I know I sound silly. But it upsets me whenever I lose another piece of him, a piece of us. It upsets me greatly when I cannot recall something that I feel like I should be able to recall. It is troubling to me that his voice now feels miles and miles away, and his essence only visits on rare occasions. I wish I could hold onto every concert, every movie, every favorite food, every phrase he used to say, every everything - collect it all and place it in a jar, where it would never be forgotten again, forever.

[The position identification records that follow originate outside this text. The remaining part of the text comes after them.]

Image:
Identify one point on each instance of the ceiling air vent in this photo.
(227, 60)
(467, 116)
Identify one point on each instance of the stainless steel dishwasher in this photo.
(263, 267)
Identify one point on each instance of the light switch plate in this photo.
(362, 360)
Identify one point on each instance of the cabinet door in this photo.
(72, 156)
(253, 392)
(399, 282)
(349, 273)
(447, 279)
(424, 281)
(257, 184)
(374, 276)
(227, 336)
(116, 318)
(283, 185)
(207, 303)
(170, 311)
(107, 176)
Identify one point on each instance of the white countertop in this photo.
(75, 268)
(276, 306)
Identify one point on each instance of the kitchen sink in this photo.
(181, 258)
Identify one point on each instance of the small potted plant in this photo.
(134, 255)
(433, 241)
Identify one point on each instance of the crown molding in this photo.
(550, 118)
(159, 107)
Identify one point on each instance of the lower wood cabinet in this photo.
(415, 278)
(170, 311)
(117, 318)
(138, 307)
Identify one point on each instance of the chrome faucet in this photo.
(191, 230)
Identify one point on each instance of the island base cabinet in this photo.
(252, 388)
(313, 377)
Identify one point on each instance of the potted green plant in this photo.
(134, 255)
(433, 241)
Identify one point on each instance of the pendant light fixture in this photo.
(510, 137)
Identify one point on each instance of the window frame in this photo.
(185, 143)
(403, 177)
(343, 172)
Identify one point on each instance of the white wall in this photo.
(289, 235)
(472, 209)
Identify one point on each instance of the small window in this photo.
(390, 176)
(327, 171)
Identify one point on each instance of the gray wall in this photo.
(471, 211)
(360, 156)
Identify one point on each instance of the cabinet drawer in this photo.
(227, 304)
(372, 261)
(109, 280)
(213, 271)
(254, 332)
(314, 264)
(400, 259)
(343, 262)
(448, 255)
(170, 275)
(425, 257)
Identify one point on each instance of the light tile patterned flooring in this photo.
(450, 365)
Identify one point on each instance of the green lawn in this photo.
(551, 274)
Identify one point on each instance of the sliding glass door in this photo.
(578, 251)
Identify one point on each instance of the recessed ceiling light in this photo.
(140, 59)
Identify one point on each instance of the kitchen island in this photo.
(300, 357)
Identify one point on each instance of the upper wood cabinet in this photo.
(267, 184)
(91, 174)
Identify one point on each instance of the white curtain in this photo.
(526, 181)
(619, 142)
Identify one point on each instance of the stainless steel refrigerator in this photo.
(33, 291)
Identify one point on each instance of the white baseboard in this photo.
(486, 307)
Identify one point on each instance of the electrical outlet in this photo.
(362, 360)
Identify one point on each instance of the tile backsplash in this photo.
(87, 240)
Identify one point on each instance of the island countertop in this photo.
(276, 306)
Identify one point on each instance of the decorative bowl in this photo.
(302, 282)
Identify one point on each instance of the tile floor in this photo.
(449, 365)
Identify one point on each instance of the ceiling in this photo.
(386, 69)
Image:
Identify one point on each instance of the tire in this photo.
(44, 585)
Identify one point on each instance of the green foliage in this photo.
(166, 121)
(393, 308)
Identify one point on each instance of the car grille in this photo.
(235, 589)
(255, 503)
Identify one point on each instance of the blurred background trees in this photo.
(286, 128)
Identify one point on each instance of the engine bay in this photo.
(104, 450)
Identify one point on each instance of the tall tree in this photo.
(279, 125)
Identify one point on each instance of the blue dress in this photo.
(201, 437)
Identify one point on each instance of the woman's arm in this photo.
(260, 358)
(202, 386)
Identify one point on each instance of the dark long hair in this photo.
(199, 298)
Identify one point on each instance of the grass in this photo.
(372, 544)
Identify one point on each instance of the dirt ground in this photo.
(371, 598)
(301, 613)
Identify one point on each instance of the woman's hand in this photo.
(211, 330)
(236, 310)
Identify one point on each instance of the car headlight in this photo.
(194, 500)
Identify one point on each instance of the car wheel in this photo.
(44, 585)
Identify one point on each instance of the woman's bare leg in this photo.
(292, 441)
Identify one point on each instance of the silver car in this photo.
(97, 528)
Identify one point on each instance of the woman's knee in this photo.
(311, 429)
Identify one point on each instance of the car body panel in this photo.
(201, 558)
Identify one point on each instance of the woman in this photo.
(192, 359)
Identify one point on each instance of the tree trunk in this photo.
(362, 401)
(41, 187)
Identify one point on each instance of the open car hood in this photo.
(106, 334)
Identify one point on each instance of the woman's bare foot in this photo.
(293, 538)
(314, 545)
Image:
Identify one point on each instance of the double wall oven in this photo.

But it doesn't work like that. My mind, instead, does backflips, attempting to recall and visualize the fragments of our life together. My head feels like it's on fire, as it tries to bring up a specific sound or event or thing that we did. I ask someone, in a begging last-ditch effort to magically make it appear: "Do you remember? It was that place ... that thing ... that day ... you know, that place Don and I used to go to ... what was it called again?" But nobody knows. And I didn't listen.

Isn't it amazing the tiny but significant reasons we can find to hate ourselves for? The things that we beat ourselves up about? I would give just about anything - I would probably give a million dollars if I had it - to hear him telling me that story about the time he went to see his very first rock concert as a kid ........

I would sit. I would stop. And I would listen.

(By the way, thank you so much to Michele Neff Hernandez, who covered for me last Friday with her beautiful post. I was away on a mini-vacation, actually staying with a widow friend in Virginia, and the Wi-fi service in the tiny remote town was spotty at best, and at times, non-existent. Therefore, no blog post from me last week. I missed you all though, and I am back. Thanks as always for reading.)